Skip to content

Eat System - Google Maps Crawler

File: cogs/eat/providers/googlemap_crawler.py

The GoogleMapCrawler class is responsible for fetching real-time restaurant data from Google Maps. It uses the Selenium library to automate a Chrome browser, enabling it to perform searches and scrape information from the resulting pages.

GoogleMapCrawler Class

__init__(self)

Initializes the Selenium WebDriver. It configures Chrome to run in headless mode (without a visible UI) for efficiency.

search(self, keyword)

This is the main method of the class.
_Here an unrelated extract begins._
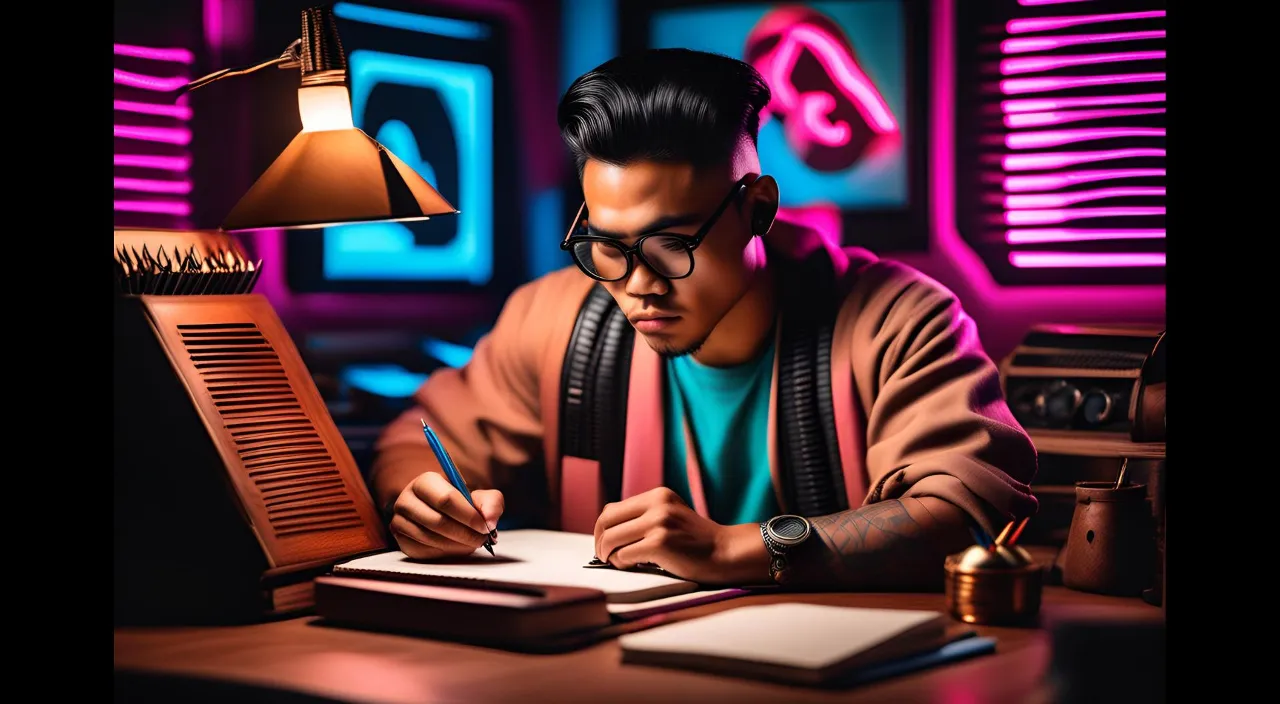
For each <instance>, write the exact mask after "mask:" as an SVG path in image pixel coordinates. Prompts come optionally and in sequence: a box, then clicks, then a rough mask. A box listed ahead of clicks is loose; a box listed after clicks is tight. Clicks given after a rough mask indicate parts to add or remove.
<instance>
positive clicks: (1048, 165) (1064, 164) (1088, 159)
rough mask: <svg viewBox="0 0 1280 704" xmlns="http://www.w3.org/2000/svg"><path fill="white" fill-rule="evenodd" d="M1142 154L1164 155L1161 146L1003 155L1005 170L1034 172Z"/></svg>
mask: <svg viewBox="0 0 1280 704" xmlns="http://www.w3.org/2000/svg"><path fill="white" fill-rule="evenodd" d="M1143 156H1165V150H1162V148H1147V147H1135V148H1112V150H1101V151H1061V152H1041V154H1010V155H1007V156H1005V157H1004V166H1005V170H1006V172H1034V170H1038V169H1061V168H1062V166H1071V165H1075V164H1088V163H1091V161H1107V160H1110V159H1139V157H1143Z"/></svg>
It performs a search on Google Maps and returns detailed information about a randomly selected restaurant.

  • Parameters:
    • keyword (str): The food type or restaurant name to search for (e.g., "pizza", "Taverna Siguenza").
  • Returns: A tuple containing the following information about the restaurant:
    1. title (str): The name of the restaurant.
    2. rating (str): The star rating (e.g., "4.5 stars").
    3. category (str): The type of restaurant (e.g., "Italian restaurant").
    4. address (str): The physical address.
    5. url (str): The Google Maps URL for the restaurant.
    6. reviews (str): A string containing snippets of user reviews.
    7. menu (str): A URL to the menu image, if available.

Crawling Process

  1. Initial Search: Navigates to https://www.google.com/maps/search/{keyword} restaurant.
  2. Result Selection: It finds all the search result links on the page and randomly clicks one to navigate to the restaurant's specific page.
  3. Data Extraction: It uses BeautifulSoup to parse the HTML of the restaurant's page and extracts key information like the title, rating, address, and category.
  4. Review Scraping: It scrolls down the page to load user reviews and then extracts the text from them.
  5. Menu Scraping: It attempts to find and click the "Menu" button to reveal and scrape the URL of the menu image.
  6. Cleanup: The close() method is called to shut down the WebDriver instance when it's no longer needed.